28 investment companies and banks participated, representing 63 analysts and investors from European countries including the Czech Republic, Estonia, Croatia, Lithuania, Slovenia, Sweden, Switzerland, and the United Kingdom, as well as from further afield, across the Atlantic from the United States of America.

Investors reported for a record 338 meetings, and companies will hold 255 meetings. As pointed out by the President of the Zagreb Stock Exchange, Ivan Gažić, the goal is to promote ”top-notch” companies from both markets. As part of this, he announced that on June the 19th, he will begin calculating the Adria Prime index, which will consist of five companies from the Prime Market of the Zagreb Stock Exchange and nine from the Slovenian SBI TOP index. The Slovenian side will not include Mercator or Intereuropa.

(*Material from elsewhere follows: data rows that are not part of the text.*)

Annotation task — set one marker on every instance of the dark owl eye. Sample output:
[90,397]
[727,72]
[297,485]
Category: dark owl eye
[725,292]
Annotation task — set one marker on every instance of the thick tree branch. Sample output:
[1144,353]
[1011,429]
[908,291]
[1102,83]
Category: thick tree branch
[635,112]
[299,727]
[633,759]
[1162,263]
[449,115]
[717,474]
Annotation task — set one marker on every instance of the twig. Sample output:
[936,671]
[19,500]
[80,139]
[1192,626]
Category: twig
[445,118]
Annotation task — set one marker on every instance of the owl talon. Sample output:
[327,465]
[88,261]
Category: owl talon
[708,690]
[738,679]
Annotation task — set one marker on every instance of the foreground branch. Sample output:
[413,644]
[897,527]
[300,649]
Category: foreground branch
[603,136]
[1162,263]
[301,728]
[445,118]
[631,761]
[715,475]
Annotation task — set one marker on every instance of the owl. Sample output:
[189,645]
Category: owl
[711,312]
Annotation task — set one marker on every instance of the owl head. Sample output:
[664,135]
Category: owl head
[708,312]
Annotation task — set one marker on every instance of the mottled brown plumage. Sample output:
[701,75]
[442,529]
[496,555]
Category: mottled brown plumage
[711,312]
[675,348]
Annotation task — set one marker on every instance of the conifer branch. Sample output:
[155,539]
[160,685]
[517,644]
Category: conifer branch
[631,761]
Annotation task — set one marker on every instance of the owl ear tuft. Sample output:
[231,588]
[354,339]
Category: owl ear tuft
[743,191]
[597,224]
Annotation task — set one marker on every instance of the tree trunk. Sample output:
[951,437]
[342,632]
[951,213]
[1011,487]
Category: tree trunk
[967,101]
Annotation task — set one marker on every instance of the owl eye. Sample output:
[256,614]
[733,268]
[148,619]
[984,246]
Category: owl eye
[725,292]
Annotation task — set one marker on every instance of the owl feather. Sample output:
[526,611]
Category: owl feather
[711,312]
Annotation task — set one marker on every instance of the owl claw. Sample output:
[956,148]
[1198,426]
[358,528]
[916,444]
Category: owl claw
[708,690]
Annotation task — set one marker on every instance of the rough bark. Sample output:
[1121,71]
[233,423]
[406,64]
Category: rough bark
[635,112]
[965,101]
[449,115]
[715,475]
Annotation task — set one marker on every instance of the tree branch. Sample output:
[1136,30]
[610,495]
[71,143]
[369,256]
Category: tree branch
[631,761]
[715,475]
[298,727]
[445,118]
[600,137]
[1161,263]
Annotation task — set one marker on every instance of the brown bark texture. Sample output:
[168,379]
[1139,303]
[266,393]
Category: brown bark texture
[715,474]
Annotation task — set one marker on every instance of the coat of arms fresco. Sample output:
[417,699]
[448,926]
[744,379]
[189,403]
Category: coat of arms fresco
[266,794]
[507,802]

Reflecting on the situation on the Slovenian market, the CEO of the Ljubljana Stock Exhange, Aleš Ipavec, said that last year was marked by the departure of Gorenje.

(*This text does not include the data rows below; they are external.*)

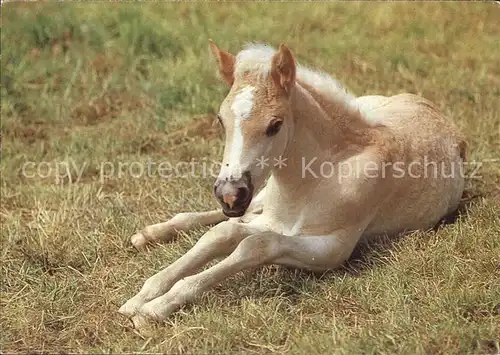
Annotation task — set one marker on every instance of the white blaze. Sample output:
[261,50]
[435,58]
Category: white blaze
[242,109]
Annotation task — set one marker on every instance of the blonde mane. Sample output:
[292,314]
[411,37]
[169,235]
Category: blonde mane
[256,57]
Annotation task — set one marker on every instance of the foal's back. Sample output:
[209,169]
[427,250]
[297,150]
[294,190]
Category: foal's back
[430,152]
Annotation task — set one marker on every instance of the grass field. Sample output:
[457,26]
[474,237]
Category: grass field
[93,94]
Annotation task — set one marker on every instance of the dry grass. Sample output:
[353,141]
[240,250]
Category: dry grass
[86,84]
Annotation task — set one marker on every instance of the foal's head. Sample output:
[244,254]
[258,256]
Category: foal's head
[257,118]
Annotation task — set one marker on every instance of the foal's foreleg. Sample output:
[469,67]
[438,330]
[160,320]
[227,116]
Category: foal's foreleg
[182,222]
[219,241]
[316,253]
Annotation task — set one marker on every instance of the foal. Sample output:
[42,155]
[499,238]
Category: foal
[331,169]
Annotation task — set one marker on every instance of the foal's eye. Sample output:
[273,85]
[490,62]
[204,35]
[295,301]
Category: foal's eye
[274,127]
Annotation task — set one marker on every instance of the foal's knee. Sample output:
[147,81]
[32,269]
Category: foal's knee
[224,236]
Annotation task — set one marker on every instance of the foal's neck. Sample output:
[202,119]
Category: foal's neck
[324,130]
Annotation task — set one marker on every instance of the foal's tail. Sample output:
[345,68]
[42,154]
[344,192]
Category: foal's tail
[462,148]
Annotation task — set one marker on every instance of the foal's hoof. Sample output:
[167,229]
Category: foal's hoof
[131,307]
[139,241]
[141,322]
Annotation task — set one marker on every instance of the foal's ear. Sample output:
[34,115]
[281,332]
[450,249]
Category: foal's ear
[283,68]
[225,62]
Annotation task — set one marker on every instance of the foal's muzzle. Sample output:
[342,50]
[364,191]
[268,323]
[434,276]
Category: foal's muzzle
[234,195]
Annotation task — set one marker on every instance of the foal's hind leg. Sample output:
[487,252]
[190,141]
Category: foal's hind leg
[182,222]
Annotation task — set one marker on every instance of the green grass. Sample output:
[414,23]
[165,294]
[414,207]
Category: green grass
[84,84]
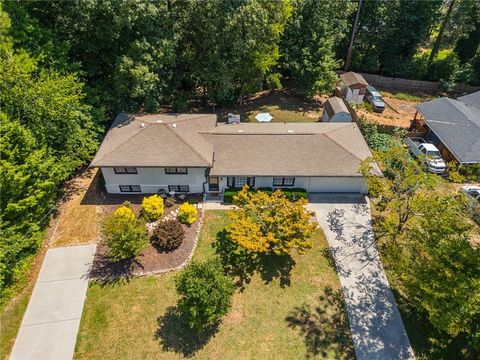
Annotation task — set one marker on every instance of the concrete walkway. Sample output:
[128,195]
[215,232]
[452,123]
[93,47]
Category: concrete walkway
[377,328]
[50,324]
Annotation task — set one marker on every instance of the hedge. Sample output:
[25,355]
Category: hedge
[292,194]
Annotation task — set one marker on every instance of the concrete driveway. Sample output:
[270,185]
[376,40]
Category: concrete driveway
[377,328]
[50,324]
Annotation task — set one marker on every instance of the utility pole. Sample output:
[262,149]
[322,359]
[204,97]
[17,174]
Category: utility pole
[438,39]
[348,60]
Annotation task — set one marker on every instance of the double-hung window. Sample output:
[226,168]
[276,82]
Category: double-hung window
[125,170]
[130,188]
[176,171]
[240,181]
[284,181]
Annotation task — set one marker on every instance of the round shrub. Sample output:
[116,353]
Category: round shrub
[205,293]
[187,213]
[168,235]
[152,207]
[124,212]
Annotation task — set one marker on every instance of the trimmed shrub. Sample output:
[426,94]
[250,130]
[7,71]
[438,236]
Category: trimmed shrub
[124,236]
[168,235]
[205,293]
[124,212]
[152,207]
[170,201]
[187,213]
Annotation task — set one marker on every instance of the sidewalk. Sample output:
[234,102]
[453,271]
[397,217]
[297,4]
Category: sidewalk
[50,324]
[377,328]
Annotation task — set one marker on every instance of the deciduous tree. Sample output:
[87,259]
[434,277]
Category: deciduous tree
[265,223]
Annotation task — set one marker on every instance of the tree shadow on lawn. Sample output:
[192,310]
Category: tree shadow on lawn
[175,335]
[106,272]
[325,327]
[242,265]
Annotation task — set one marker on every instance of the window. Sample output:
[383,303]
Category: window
[176,171]
[125,170]
[179,188]
[130,188]
[284,181]
[240,181]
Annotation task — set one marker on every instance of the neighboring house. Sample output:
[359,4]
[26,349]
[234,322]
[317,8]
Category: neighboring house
[453,126]
[335,110]
[353,87]
[192,153]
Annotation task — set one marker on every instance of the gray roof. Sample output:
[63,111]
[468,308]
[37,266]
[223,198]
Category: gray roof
[471,99]
[335,105]
[456,125]
[256,149]
[157,140]
[292,149]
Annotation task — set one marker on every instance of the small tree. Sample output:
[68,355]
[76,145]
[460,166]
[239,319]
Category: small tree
[205,293]
[152,207]
[125,236]
[124,211]
[270,223]
[187,213]
[168,235]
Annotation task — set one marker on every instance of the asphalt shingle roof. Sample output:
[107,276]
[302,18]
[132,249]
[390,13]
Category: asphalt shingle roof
[300,149]
[456,125]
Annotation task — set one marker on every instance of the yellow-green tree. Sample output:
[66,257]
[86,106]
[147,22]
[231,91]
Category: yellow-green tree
[152,207]
[264,223]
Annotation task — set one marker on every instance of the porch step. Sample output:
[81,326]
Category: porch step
[213,197]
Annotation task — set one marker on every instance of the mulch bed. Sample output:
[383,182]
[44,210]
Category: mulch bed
[150,261]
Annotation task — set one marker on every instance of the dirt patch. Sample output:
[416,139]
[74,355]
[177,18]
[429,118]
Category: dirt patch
[400,117]
[79,213]
[150,261]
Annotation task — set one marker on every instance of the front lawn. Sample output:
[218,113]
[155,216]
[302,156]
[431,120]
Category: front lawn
[278,315]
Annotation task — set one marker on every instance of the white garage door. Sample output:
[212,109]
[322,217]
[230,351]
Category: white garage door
[337,185]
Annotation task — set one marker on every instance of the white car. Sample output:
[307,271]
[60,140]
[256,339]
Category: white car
[473,194]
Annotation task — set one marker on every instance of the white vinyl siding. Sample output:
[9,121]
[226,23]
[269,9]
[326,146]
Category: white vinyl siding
[152,180]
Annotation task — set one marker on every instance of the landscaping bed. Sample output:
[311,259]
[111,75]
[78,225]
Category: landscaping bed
[151,260]
[293,313]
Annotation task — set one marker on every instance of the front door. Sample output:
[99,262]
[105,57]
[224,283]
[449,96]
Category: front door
[213,183]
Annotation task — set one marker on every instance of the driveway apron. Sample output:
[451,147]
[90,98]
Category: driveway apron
[50,324]
[375,322]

Soon, the Slovenian Government will list another ten percent of the shares of the bank on the Ljubljana Stock Exchange, and Ipavec expressed the hope that several more companies will be available on the stock exchange during this year and next year.

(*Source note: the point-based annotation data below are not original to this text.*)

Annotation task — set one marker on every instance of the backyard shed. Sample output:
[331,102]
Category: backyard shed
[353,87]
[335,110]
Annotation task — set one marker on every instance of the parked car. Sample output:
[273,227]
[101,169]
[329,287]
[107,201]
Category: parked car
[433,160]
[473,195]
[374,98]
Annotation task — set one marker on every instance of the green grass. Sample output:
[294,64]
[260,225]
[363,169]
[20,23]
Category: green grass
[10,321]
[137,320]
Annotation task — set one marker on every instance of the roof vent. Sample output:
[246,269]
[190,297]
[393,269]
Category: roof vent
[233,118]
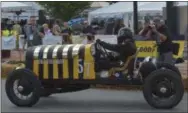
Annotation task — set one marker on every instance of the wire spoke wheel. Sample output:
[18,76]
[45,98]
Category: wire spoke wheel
[163,88]
[23,88]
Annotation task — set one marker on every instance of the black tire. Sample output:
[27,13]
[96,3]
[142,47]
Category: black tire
[170,102]
[45,92]
[26,76]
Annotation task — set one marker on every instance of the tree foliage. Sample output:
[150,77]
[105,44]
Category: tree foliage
[64,10]
[112,2]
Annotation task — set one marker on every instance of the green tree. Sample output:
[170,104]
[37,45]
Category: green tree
[64,10]
[112,2]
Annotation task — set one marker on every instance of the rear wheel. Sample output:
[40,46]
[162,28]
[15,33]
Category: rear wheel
[163,88]
[23,88]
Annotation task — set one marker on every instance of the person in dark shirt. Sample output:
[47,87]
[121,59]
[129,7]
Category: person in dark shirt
[87,28]
[125,47]
[118,26]
[89,32]
[161,34]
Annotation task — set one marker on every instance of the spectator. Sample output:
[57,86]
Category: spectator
[118,26]
[87,28]
[66,33]
[56,28]
[89,32]
[17,28]
[44,31]
[31,32]
[161,33]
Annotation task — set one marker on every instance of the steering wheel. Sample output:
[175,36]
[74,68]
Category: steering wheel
[101,50]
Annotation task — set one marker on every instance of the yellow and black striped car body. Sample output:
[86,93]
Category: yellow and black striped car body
[61,62]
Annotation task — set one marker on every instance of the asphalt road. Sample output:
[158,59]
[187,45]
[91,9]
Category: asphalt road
[91,100]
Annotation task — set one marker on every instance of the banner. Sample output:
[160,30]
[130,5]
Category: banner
[8,43]
[52,40]
[147,49]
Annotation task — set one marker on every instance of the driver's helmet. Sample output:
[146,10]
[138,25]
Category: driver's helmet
[124,34]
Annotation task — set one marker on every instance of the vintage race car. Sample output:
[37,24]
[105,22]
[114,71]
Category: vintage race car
[66,68]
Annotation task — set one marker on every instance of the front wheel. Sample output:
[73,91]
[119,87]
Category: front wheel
[23,88]
[163,88]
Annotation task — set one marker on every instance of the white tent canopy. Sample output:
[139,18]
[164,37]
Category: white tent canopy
[14,6]
[124,7]
[99,4]
[120,7]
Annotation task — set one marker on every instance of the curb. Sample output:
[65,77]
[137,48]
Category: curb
[6,68]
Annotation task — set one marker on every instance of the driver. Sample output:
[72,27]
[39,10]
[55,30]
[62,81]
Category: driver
[125,47]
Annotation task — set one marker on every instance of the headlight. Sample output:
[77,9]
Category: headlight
[93,51]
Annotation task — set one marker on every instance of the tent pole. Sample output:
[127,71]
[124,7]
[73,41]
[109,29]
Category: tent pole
[135,11]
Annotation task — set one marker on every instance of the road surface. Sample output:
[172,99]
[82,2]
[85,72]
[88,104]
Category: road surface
[91,100]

Tea Pevec, director of research at Interkapital Securities, and Davor Špoljar, senior analyst of the capital market at Erste Bank, spoke about the prospects of the Slovenian and Croatian markets. In terms of the view of the Slovenian market, Pevec started with a macroeconomic review, pointing out that the Slovenian economy has experienced impressive GDP growth over the last two years, which was four percent above the European average.

Growth is also expected for this year and for next year, primarily due to the slowdown in exports to leading foreign trade partners, notably Germany. Regarding the inflation rate in Slovenia, it is comparable to that of the EU, Pevec pointed out.

She also emphasised the dynamics of Slovenia’s declining public debt, which was also positively influenced by the growth of the economy, and predicted that by 2021, Slovenia’s public debt would fall to 60 percent of GDP.

The Slovenian capital market is larger than the Croatian, Serbian and Bulgarian markets, and in the last five years, the SBI TOP index has grown by a significant eighteen percent, which is more than the average of fourteen percent of the comparable markets.

Croatia’s Davor Špoljar pointed out that the crisis in Agrokor (now Fortenova) halted Croatia’s market recovery, but the Croatian tourism sector has fared well in terms of the best stock market result. He also stressed that the market structure has changed over the last five years. While five years ago tourist shares held a mere two percent of the share of such ”traffic”, they now account for a massive thorty percent.